A Parallel Framework for Processing Massive Spatial Data with a Split–and–Merge Paradigm
Due to high data volume, massive spatial data requires considerable computing power for real‐time processing. Currently, high performance clusters are the only economically viable solution given the development of multicore technology and computer component cost reduction in recent years. Massive spatial data processing demands heavy I/O operations, however, and should be characterized as a data‐intensive application. Data‐intensive application parallelization strategies, such as decomposition, scheduling and load‐balance, are much different from that of traditional compute‐intensive applications.
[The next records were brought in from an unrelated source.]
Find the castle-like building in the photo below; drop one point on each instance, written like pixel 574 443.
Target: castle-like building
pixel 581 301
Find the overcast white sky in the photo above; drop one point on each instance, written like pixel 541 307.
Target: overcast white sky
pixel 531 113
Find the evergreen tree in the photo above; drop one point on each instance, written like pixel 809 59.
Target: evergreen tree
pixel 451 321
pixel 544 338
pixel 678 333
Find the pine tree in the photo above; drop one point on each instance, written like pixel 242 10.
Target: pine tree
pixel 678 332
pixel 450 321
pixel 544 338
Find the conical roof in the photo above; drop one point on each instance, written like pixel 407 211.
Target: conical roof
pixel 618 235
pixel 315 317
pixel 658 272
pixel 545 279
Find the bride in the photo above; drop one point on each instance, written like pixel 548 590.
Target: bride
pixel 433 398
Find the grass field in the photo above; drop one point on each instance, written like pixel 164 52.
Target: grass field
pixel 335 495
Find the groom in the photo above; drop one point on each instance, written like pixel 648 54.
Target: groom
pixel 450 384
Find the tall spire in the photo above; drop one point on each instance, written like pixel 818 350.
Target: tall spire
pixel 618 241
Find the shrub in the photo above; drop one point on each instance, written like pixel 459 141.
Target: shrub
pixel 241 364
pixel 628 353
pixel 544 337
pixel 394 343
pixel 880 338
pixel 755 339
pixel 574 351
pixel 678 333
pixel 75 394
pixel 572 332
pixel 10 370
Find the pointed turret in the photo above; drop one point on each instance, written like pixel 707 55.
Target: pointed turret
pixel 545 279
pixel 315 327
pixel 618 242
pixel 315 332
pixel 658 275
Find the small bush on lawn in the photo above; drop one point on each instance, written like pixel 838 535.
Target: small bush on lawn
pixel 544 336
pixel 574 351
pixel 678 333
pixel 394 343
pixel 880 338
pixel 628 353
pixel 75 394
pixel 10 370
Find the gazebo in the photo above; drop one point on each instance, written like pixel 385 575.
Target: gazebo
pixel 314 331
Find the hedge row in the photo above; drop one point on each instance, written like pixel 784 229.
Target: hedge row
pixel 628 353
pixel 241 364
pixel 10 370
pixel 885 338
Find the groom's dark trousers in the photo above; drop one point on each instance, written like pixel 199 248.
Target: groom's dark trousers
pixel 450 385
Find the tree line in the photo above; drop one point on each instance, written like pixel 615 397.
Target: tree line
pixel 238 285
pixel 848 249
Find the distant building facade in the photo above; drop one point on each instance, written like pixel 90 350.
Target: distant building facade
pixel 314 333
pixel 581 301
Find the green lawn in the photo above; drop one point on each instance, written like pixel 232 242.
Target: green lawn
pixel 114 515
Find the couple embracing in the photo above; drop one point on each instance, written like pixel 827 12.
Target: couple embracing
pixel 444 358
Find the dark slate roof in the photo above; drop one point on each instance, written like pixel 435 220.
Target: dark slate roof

In this article we introduce a Split‐and‐Merge paradigm for spatial data processing and also propose a robust parallel framework in a cluster environment to support this paradigm. The Split‐and‐Merge paradigm efficiently exploits data parallelism for massive data processing. The proposed framework is based on the open‐source TORQUE project and hosted on a multicore‐enabled Linux cluster. A specific data‐aware scheduling algorithm was designed to exploit data sharing between tasks and decrease the data communication time. Two LiDAR point cloud algorithms, IDW interpolation and Delaunay triangulation, were implemented on the proposed framework to evaluate its efficiency and scalability. Experimental results demonstrate that the system provides efficient performance speedup.
Document Type: Research Article
Publication date: December 1, 2012